La parole, fondement du politique

Le philosophe Aliocha Wald Lasowski, collaborateur régulier de humanité, invite dans deux ouvrages récents à penser art et politique dans le sillage des travaux de Jacques Rancière et Édouard Glissant.
Avec Penser l’émancipation, cinq riches dialogues avec l’auteur du maître ignorant et Partager le sensible réussir à synthétiser plusieurs concepts essentiels de la philosophie de Jacques Rancière. Travaillant dans les marges et sur les marges, là où la politique est souvent mise à l’écart, Jacques Rancière rappelle que « son enjeu réside dans le partage sensible des biens communs de la communauté ». Qui a accès à la parole ? « Comment faire revivre des discours ignorés ? » Comment repérer « événements de parole », puisque la politique passe par les mots, et les nouvelles pratiques démocratiques ? En travaillant sur des documents rares comme les archives ouvrières, Rancière s’est efforcé d’identifier les désaccords et les dissensions. Contrairement au consentement consensuel, « machine électrique », il appelle à « d’affirmer qu’il y a plusieurs manières de décrire ce qui est visible, pensable et possible. Cette autre voie porte un nom. Cela s’appelle de la politique ».
renommer les choses différemment
Le premier dialogue, passionnant, met en lumière l’importance que Rancière attache au poids des mots dans l’attribution des places et des rangs. Comme le dit justement Aliocha Wald Lasowski, « L’égalité linguistique, base de l’égalité sociale, est peut-être moins donnée qu’elle n’est conquise ». Et le penseur de l’émancipation rappelle que la démocratie pose la question du politique lui-même, celle de « gouvernement de n’importe qui », aujourd’hui attaqué sous la forme de dénonciations simplistes du « populisme ». « Soit nous pensons la politique comme une science de la conduite du troupeau humain ; ou bien on pense au contraire que la politique existe justement parce que cette science n’existe pas, parce qu’il n’y a pas de pasteur. » L’absence de fondement est le fondement même de la démocratie, l’absence d’autorité naturelle y fait autorité. D’où la question du tirage au sort, mais aussi des personnes et de leurs déplacements : « Il y a politique quand il y a un peuple, quand ce peuple ne se confond pas avec sa représentation étatique mais se déclare et se manifeste en choisissant ses lieux et ses temps. »

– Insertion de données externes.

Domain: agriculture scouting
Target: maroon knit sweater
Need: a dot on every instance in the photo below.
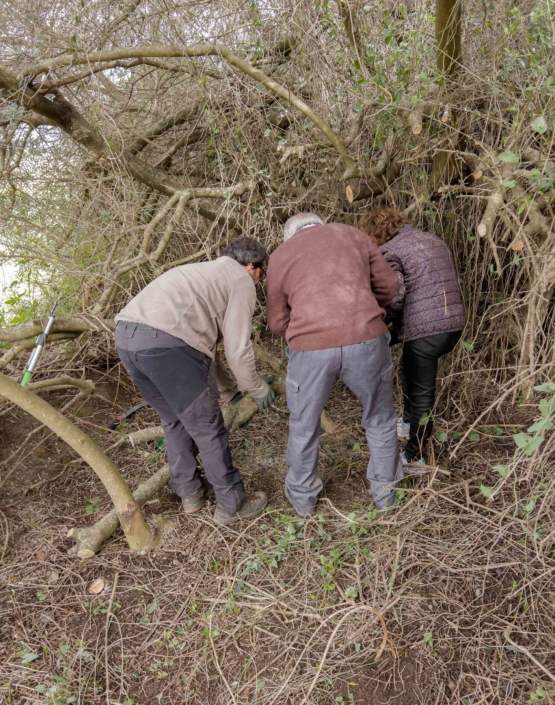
(327, 286)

Le dialogue consacré à la relation entre Rancière et Althusser permet à Aliocha Wald Lasowski de pointer précisément leur point de divergence, le rapport du peuple à sa parole et à sa représentation, la capacité commune à tous de s’émanciper. La parenté du politique avec l’art, c’est pour Rancière d’inventer des liens, de renommer autrement les choses, d’en réagencer les éléments sensibles. Les dialogues consacrés au cinéma et à la littérature invitent ainsi à penser l’expression artistique comme rapport politique au sensible. Depuis le XIXe siècle et les formes esthétiques modernes, « les plus humbles peuvent saisir toutes les potentialités des mots, toutes les possibilités pour représenter leur monde autrement et inventer d’autres possibles ».
la créolisation en action
Autre rapport au sensible, autre affirmation de la proximité entre art et politique, l’œuvre d’Édouard Glissant (1928-2011), à laquelle Aliocha Wald Lasowski consacre un autre ouvrage, met en lumière « les beautés de la relation » que le poète et philosophe martiniquais aura su magnifier, dans son « rapport multisensible et pluriel aux êtres, aux arts et aux choses ». Spécialiste de l’œuvre du créateur des concepts de « Caraïbes » et de « Tout-monde », Lasowski nous invite à le relire à travers le prisme d’une « chaosthétique » qui renverse et dépasse les distinctions les plus courantes, « regarder au-delà des lignes de partage ». En revisitant les multiples relations entre le poète et les artistes de tous genres, il montre combien le métissage « participe à la découverte des plurivers et des mondes multiples ». Contre les identités figées, cette poétique de la relation est la créolisation en acte, celle de « chaosmopolitisme ».
Pour Édouard Glissant, la langue créole est une langue de soumission et de libération. Comme Rancière, le poète antillais pense la prise de parole comme le fondement de la politique. Glissant l’exprime dans le Manifeste pour les « produits » indispensables en 2009, où il pense « un art politique, qui installe l’individu, son rapport à l’Autre, au centre des sociétés post-capitalistes, capables de mettre en œuvre un développement humain qui s’inscrit dans la plénitude horizontale du vivant ».